This is What It Looks Like to Sue a Viral ‘Clickbait’ Site for Photo Copyright Infringement


California-based photographer Jeff Werner has filed a copyright infringement lawsuit against the popular website ViralNova for publishing (and profiting from) his photos without his permission.

ViralNova is a viral content publishing website (sometimes called a “clickbait” site) that launched in May 2013 and exploded in popularity thanks to huge amounts of traffic from social networks such as Facebook. Last month, the two-year-old website was sold to Zealot Networks for a reported $100 million.

Jeff Werner worked as a professional photographer for over 30 years, building up a giant archive of “viral” photos by shooting for some of the world’s biggest publications (e.g.

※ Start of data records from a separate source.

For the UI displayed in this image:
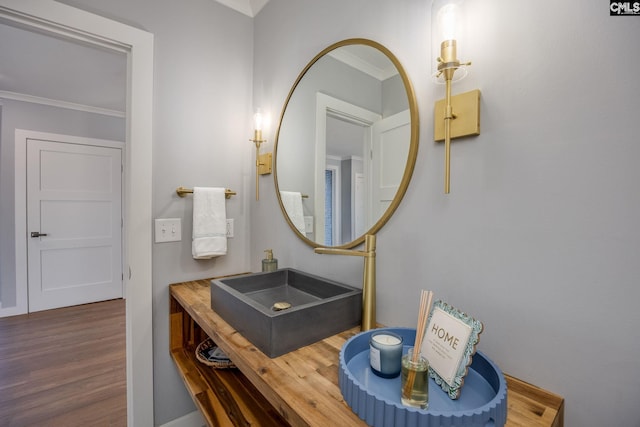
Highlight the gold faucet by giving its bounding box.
[314,234,376,331]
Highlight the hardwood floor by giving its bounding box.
[0,299,127,427]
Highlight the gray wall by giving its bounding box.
[251,0,640,427]
[0,99,125,308]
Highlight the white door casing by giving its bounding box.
[27,138,124,312]
[313,92,381,244]
[0,0,154,427]
[368,110,411,223]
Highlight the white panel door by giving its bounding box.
[27,139,123,312]
[369,110,411,224]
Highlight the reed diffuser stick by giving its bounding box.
[403,290,433,396]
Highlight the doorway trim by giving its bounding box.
[0,0,153,427]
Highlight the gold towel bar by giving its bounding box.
[176,187,236,199]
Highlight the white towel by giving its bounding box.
[192,187,227,259]
[280,191,306,236]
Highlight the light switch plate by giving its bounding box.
[155,218,182,243]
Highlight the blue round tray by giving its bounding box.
[339,328,507,427]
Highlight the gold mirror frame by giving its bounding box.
[273,38,419,249]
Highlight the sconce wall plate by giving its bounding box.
[433,89,480,142]
[258,153,273,175]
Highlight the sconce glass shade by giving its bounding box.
[431,0,467,83]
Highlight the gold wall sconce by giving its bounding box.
[431,0,480,194]
[249,109,272,200]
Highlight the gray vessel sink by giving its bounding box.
[211,268,362,358]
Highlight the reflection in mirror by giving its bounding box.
[274,39,418,247]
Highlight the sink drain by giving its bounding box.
[271,301,291,311]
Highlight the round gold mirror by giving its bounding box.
[274,39,418,248]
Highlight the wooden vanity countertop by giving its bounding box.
[170,279,564,427]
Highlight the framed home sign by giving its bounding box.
[422,301,483,399]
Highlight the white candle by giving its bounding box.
[369,331,402,378]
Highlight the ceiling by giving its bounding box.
[0,0,269,117]
[0,0,397,122]
[0,22,127,117]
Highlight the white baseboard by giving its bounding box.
[159,411,207,427]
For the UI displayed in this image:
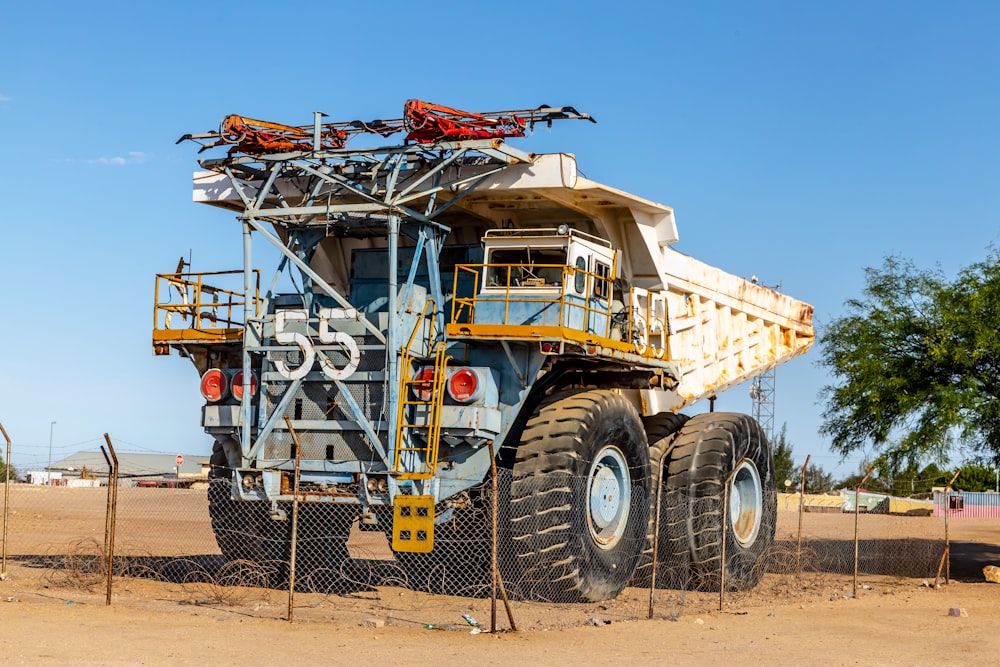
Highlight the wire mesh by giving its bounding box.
[4,470,989,630]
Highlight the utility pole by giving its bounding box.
[45,422,56,486]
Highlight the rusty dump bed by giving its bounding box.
[193,154,814,414]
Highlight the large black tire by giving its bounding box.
[508,390,650,602]
[632,412,689,587]
[664,412,777,590]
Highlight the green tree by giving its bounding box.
[956,463,996,491]
[819,250,1000,467]
[792,463,834,493]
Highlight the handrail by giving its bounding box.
[451,264,669,359]
[153,270,261,333]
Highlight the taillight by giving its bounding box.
[233,371,257,401]
[201,368,229,403]
[448,368,486,403]
[412,366,434,402]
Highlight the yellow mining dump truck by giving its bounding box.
[153,100,814,601]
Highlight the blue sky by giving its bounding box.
[0,0,1000,476]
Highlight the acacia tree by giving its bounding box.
[819,250,1000,467]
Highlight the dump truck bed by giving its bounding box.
[193,153,815,413]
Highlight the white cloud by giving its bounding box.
[87,151,153,167]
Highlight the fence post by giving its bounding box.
[934,469,962,588]
[647,445,673,618]
[795,454,812,577]
[489,440,517,632]
[719,456,747,611]
[0,423,10,581]
[101,433,118,606]
[853,466,875,599]
[285,415,302,623]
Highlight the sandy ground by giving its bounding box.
[0,491,1000,666]
[0,580,1000,667]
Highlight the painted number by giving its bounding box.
[274,308,361,380]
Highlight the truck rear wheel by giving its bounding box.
[663,412,777,590]
[511,390,650,602]
[632,412,688,587]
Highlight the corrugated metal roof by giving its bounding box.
[52,451,208,476]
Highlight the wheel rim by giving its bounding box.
[729,461,764,547]
[587,445,632,549]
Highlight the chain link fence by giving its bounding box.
[0,440,979,630]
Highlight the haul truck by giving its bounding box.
[153,100,813,601]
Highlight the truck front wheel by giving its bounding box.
[511,390,650,602]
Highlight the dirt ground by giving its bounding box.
[0,486,1000,667]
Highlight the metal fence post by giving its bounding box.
[101,433,118,605]
[285,415,302,623]
[934,470,962,588]
[489,440,517,632]
[795,454,812,577]
[853,466,875,599]
[647,445,673,618]
[0,424,10,581]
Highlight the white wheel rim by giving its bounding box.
[729,461,764,547]
[587,445,632,549]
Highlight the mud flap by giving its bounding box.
[392,495,434,553]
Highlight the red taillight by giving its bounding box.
[412,366,434,401]
[233,371,257,401]
[448,368,483,403]
[201,368,229,403]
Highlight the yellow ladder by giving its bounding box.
[392,342,451,553]
[392,342,451,479]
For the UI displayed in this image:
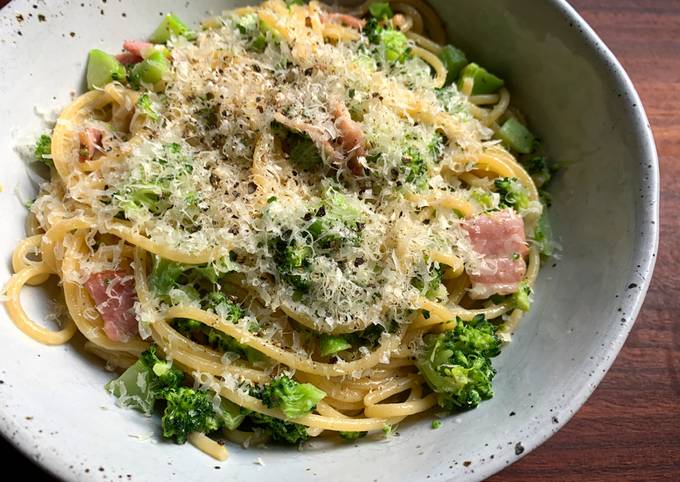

Life, Time, Newsweek, People, and National Enquirer). He is now the founder and CEO of the photo agency Incredible Features.

In his legal complaint, Werner accuses ViralNova of publishing a number of his photos across a number of viral posts, all without his knowledge or consent.

One of the blog posts at the center of the case.
One of the blog posts at the center of the case.

We got our hands on the 115-page document, in case you’d like to see what it looks like for a photographer to actually sue a viral content website like ViralNova. It’s a huge document, but only the first 20 pages are text — the rest of the pages are exhibit images showing Werner’s copyright registrations and the unauthorized use of those officially registered photos:

Back in March, we reported that photojournalist Peter Menzel had filed a similar lawsuit against the viral website EliteDaily for posting his photos in a blog post without permission.